Joachim Schnerf, Le cabaret des mémoires, Grasset, 134 p.
Je feuillette quelques livres dits de la « rentrée ». Souvent ils vous tombent des mains. Une écriture plate, convenue, scolaire, et vous n’allez pas plus loin. La vie est trop courte. Et puis, un livre vous vient, dont vous ne connaissiez pas l’auteur, et soudain, c’est une voix qui vous parle, qui vous fait signe, qui vous dit que vous avez affaire à un écrivain, un vrai. Tel fut pour moi le livre de Joachim Schnerf, jeune trentenaire, dont c’est ici le troisième livre.
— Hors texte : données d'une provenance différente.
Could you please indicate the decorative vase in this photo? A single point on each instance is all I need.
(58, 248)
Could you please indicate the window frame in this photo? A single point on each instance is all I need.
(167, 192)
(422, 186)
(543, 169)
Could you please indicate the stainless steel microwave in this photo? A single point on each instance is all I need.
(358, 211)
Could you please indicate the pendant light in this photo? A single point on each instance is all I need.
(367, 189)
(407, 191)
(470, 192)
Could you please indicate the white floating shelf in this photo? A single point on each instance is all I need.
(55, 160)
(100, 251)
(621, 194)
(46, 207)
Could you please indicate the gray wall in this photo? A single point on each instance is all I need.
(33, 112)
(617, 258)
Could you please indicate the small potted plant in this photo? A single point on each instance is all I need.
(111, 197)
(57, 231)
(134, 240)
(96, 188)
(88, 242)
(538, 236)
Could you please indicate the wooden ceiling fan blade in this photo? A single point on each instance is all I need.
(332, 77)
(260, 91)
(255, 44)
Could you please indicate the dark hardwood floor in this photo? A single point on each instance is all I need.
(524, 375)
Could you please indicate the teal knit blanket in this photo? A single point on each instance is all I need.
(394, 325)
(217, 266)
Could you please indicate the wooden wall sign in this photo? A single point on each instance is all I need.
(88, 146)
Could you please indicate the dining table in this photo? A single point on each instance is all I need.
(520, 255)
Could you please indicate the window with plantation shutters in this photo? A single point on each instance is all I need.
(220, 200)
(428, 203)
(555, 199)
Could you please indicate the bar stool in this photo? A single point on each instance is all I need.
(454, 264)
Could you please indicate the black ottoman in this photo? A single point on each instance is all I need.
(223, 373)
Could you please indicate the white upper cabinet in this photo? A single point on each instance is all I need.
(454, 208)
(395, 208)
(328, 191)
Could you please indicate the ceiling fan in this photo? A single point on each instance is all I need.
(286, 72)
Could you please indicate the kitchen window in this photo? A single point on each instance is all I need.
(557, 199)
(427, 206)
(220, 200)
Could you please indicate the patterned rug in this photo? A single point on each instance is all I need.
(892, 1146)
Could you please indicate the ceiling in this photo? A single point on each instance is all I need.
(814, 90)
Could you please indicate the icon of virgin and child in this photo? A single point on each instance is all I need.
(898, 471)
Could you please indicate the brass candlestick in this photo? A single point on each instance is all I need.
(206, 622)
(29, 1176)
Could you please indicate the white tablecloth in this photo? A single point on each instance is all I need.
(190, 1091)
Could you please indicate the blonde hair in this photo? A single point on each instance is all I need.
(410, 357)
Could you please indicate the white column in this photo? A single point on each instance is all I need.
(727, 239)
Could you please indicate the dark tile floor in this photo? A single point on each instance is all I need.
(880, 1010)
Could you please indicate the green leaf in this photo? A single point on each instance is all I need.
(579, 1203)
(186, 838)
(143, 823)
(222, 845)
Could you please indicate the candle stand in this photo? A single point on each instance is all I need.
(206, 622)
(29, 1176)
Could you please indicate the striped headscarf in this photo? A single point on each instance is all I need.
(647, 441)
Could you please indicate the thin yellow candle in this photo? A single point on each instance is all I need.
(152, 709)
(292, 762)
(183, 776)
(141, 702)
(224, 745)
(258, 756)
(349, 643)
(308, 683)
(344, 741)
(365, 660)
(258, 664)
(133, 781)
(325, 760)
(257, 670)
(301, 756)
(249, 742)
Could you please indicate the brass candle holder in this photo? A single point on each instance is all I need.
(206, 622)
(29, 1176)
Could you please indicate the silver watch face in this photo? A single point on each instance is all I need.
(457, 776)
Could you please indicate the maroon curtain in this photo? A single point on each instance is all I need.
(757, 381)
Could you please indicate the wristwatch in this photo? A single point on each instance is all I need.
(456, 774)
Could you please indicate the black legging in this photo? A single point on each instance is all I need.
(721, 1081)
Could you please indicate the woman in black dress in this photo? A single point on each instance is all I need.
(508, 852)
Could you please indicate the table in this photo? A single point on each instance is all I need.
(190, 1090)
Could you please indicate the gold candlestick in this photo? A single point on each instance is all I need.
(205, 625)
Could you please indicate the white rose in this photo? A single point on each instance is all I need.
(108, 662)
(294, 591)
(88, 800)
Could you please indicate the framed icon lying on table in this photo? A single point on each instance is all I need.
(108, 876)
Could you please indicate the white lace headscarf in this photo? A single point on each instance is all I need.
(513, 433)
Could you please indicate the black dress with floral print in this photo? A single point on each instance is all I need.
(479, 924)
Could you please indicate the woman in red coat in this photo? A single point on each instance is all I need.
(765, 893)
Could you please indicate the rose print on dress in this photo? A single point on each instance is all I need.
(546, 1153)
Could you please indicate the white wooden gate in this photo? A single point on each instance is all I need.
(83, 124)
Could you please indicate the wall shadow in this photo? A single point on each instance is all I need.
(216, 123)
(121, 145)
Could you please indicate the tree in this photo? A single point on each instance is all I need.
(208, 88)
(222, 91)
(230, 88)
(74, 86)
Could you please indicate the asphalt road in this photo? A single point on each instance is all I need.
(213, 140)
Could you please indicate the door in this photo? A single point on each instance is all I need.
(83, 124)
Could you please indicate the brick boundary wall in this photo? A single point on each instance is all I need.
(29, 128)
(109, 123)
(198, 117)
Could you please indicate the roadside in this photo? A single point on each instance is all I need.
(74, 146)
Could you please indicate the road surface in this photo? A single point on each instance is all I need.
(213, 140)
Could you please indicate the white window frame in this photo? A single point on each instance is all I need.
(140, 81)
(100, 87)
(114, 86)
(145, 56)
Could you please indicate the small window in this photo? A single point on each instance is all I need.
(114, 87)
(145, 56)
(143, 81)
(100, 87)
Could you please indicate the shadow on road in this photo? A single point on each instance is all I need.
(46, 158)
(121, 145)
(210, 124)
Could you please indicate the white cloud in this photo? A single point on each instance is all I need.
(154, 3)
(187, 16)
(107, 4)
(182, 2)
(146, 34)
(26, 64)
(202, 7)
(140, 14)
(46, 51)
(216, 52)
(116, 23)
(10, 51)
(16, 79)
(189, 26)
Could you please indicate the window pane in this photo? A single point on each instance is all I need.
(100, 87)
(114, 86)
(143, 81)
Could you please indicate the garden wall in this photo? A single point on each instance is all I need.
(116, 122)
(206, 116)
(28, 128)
Cela commence par des souvenirs d’enfance, la nuit, dans un jardin quelque part dans les Vosges, avec sa grande sœur et son cousin. On évoque la figure d’une grand-tante, Rosa, survivante d’Auschwitz, et même la dernière survivante, émigrée après la guerre au Texas pour y fonder un cabaret. Là, à destination des voyageurs et autres chercheurs d’or, elle racontera son enfance et évoquera la Shoah qu’elle connut de près. Tandis que le narrateur évoque Rosa qu’il n’a vue qu’une seule fois au cimetière juif de Strasbourg, c’est aussi à sa propre femme qu’il songe, à la maternité, qui va mettre au monde un bébé. Si bien que l’esprit de Samuel est à fois tourné vers le présent heureux et vers un passé lourd de douleurs. Les étés d’enfance où l’on partait à la recherche d’un prétendu « Shtetl City » texan où vivait la grand-tante Rosa, les camps d’été parmi les Eclaireurs israélites où, à dix-sept ans, Samuel rencontra Lena, sa future femme, ce récit nous donne à voir des strates de mémoires, et à entendre une voix juive de la troisième génération toute vouée à la transmission. A la fin de cette manière de fable, Rosa, la dernière survivante, dans son cabaret, va raconter pour la dernière fois avant de disparaitre. Un récit sous la forme d’une liste, comme pour ne rien omettre : l’enfance en Pologne près de Cracovie dans les années trente, l’antisémitisme endémique, les pogroms, l’immigration en France, le nazisme qui y régna à partir de 1940, les rafles par la police française, les déportations…
Ce n’est pas un roman naturaliste que nous donne à lire Joachim Schnerf. C’est mieux que cela : un conte, un rêve, une fable, comme on voudra, un beau texte en tout cas, voué à la mémoire juive, ultime maillon en date de ce que le grand poète yiddish, Avrom Sutskever, appela : Di goldené keyt « la Chaine d’or).